The United States is less susceptible to an outbreak like the Wuhan-centered coronavirus because of long-established regulations for food processing and handling, and our strong national network of hospitals and public health institutions from the U.S. Centers for Disease Control and Prevention down to our county-level public health agencies.
So far, the confirmed cases of the virus in the United States seem to have been contained by good public health practices, such as requiring those people returning to the United States from China to remain in isolation until they are no longer infectious. However, CDC officials believe a patient in California may be the first confirmed case where the patient was not exposed to the virus by a returning traveler who was infected.
Who’s at risk?
According to Dr. Bower, the current clinical features and “epidemiologic” risk is for:
- Individuals who have fever, and symptoms such as lower respiratory illness (i.e. cough and difficulty breathing, AND
- In the last 14 days before symptoms onset, have had a history of travel from Hubei Province, China, OR
- In the last 14 days before symptoms onset, have had close contact with a person who is under investigation for the COVID-19 while that person was ill.
Individuals meeting these criteria should call ahead to their doctor’s office or local emergency room, where they will be asked to don a surgical mask and will be escorted to an exam room.

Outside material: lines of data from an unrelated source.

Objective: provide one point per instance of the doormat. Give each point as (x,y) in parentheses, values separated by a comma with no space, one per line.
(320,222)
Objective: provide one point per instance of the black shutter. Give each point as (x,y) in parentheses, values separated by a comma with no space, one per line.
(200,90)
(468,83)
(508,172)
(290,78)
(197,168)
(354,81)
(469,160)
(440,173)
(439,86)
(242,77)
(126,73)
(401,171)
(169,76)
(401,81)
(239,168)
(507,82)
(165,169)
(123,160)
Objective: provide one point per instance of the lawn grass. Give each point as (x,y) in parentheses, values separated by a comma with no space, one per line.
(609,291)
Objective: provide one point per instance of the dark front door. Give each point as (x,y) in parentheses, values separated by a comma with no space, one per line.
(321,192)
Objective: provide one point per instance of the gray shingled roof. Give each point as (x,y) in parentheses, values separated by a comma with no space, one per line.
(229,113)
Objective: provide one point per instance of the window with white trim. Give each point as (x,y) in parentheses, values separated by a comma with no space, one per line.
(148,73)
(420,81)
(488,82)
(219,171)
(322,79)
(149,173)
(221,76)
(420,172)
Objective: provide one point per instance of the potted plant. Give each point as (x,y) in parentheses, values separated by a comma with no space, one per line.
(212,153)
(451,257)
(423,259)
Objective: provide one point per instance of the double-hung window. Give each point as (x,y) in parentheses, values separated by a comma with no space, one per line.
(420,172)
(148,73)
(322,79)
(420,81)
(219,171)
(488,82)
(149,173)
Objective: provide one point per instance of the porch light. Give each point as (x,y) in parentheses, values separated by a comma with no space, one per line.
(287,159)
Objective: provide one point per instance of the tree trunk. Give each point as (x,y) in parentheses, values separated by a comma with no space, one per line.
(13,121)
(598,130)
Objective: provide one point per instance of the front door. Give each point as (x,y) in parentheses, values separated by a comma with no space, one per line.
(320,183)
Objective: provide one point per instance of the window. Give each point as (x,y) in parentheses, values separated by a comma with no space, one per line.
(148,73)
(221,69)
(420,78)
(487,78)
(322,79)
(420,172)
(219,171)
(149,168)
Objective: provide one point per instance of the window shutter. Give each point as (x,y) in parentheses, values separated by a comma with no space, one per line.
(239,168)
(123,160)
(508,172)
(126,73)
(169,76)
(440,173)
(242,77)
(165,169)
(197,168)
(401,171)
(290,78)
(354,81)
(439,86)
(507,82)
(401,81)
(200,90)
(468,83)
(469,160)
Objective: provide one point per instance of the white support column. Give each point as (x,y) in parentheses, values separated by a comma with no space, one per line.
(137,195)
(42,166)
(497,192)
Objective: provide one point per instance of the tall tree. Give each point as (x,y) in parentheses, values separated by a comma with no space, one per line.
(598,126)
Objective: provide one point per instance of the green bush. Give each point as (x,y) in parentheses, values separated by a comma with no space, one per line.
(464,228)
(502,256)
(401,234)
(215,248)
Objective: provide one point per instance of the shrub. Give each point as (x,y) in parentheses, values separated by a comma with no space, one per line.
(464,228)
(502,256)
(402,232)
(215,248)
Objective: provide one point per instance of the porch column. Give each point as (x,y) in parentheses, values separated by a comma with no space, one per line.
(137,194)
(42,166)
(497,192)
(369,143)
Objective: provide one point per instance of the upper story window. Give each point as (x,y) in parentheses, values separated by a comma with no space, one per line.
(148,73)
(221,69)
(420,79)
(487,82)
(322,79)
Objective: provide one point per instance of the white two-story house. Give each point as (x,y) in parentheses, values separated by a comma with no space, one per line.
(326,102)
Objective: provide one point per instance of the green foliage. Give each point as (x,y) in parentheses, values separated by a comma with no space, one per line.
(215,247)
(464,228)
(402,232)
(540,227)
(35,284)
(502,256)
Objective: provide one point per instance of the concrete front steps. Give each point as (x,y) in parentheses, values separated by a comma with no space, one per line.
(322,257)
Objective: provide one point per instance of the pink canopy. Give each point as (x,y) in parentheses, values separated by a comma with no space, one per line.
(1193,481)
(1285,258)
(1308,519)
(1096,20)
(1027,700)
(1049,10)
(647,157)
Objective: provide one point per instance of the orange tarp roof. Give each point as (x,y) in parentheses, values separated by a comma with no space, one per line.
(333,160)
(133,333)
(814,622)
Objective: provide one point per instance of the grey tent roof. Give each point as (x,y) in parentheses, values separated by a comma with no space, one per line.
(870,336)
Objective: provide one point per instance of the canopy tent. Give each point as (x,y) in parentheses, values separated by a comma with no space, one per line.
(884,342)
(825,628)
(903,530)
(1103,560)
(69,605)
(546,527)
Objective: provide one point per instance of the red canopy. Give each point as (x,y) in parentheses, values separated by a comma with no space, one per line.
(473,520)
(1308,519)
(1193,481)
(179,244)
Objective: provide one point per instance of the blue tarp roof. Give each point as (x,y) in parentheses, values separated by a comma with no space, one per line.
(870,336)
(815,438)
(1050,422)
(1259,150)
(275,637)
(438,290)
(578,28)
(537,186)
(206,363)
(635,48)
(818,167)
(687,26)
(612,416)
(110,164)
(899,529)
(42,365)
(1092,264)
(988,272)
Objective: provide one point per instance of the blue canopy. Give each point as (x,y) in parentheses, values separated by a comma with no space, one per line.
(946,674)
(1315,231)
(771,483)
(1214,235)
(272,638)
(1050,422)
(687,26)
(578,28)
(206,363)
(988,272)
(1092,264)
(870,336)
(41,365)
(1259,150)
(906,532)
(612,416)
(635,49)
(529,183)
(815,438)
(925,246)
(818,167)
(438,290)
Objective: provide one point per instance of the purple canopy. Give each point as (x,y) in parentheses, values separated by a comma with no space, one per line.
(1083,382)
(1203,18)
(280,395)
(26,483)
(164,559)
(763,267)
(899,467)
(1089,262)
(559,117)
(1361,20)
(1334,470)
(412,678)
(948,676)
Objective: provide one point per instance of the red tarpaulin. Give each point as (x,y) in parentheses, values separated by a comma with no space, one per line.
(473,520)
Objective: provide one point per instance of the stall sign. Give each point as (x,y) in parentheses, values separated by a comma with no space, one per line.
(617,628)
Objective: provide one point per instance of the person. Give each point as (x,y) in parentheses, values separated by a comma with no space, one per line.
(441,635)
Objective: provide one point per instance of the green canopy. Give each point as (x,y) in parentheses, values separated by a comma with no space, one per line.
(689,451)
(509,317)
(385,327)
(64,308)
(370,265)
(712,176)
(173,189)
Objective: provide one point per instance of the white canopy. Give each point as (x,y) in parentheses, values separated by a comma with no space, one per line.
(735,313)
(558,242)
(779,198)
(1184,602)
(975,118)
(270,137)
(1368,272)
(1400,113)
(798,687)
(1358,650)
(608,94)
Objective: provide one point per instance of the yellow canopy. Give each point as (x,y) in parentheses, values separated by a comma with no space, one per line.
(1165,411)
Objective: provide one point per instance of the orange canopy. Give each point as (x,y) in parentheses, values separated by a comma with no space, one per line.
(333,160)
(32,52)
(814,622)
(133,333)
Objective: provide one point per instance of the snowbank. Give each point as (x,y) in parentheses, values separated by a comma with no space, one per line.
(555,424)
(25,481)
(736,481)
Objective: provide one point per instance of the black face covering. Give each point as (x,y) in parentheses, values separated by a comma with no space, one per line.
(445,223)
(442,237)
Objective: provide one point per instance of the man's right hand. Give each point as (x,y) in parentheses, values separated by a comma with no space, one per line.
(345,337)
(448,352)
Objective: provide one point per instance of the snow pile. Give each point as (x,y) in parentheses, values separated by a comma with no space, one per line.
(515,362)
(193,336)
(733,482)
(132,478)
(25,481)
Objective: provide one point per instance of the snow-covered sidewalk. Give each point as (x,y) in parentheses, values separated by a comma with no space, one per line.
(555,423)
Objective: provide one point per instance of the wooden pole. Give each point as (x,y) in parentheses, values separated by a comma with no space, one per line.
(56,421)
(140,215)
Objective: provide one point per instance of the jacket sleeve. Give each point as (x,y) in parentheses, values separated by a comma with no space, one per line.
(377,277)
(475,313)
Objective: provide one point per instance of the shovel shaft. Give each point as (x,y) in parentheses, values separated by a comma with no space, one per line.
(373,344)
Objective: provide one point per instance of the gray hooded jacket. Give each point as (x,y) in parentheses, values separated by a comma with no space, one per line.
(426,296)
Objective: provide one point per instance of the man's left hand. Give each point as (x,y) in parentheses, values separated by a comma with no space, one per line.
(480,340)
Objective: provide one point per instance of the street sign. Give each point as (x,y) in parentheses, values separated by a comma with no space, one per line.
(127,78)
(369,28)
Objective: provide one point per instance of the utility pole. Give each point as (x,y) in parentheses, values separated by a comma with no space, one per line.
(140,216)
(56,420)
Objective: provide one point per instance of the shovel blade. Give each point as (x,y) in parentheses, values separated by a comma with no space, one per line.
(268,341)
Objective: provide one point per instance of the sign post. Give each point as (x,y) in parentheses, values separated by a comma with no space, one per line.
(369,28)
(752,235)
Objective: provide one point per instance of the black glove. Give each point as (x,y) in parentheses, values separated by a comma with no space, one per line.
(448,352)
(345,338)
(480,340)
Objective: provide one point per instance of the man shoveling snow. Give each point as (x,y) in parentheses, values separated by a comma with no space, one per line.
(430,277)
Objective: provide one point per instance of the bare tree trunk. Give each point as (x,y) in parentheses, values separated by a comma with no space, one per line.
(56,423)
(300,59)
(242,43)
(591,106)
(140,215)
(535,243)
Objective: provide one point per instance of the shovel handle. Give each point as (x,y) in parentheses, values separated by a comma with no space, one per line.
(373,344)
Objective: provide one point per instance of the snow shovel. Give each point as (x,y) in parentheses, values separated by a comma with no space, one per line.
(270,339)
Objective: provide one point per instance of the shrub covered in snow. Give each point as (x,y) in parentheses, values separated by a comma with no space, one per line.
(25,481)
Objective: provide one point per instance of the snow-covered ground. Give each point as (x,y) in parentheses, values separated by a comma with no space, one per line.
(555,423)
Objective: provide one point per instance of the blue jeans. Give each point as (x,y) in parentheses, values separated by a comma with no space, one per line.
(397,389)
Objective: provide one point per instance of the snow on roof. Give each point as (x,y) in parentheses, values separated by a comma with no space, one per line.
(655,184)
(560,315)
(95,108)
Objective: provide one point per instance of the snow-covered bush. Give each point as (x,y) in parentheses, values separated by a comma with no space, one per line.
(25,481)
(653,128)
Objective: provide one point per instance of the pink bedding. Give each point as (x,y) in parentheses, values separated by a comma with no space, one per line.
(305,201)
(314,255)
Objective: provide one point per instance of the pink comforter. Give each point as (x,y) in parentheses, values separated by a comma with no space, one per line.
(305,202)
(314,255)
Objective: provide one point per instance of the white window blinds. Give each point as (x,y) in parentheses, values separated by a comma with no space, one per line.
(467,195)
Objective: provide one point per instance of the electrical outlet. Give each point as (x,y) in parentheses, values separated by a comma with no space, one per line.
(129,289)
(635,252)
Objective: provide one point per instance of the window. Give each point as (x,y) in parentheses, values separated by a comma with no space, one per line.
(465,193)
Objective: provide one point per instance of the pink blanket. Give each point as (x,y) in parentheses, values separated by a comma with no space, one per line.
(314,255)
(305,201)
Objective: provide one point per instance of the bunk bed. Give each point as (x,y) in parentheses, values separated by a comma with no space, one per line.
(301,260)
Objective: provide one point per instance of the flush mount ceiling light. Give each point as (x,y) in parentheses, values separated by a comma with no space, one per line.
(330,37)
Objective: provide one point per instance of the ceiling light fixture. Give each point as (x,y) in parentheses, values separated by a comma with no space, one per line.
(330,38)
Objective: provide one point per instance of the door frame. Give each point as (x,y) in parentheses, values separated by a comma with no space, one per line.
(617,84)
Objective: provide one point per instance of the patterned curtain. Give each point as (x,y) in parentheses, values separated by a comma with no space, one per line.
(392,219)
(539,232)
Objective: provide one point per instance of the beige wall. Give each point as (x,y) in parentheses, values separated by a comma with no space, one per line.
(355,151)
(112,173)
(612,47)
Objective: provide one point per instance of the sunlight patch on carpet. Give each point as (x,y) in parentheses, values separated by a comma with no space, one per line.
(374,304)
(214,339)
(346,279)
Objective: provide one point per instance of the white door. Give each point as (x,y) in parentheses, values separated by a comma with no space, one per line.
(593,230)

Just showing up in the emergency room or an urgent care center puts other patients and the health care providers at unnecessary risk of infection.
Let’s not forget about flu
The best way to avoid viruses is to wash hands often, avoid touching the face, and stay clear of people who are obviously ill.
For now, influenza remains a much larger threat in the United States. This flu season alone has sickened 19 million across the United States and had led to 10,000 deaths and 180,000 hospitalizations. It’s never too late to get the flu vaccine. Learn how and where at Akron Children’s.
Are kids anxious over the scary news?
Similar to situations where there is a constant flow of tragic news –whether it be a mass shooting or natural disaster – sometimes the best approach to keeping children from becoming overly anxious is to dial back on their news exposure. The constant stream of online stories and cable news headline banners about the coronavirus can feel overwhelming.
While the radios and TVs are muted, use this opportunity to talk to children about the things they can control and the ways they can keep themselves and others healthy, such as eating healthy foods, getting a good night’s sleep, covering their coughs and following good hand hygiene.
“As parents, our first intuition is always to protect our children from ‘the tough stuff’ of the world,” said Dr. Katrina Lindsay, a pediatric psychologist. “However, children in 2020 are saturated with media, and may often learn about crises at school, on television or by talking to others. Oftentimes, children’s half-knowledge and imagined fears are more frightening than the truth so it is often recommended that you start the conversation, with a question such as ‘Are you and your friends talking about the coronavirus at school? I’d be interested to know what you think and how you are feeling.'”
It may also be reassuring to tell children that hundreds of smart, dedicated doctors and scientists worldwide are involved, caring for patients, working to stop the spread of the disease and studying the virus in laboratories so they can develop effective treatments. A vaccine is already in development.
More information about the 2019 novel coronavirus, can be found at www.cdc.gov.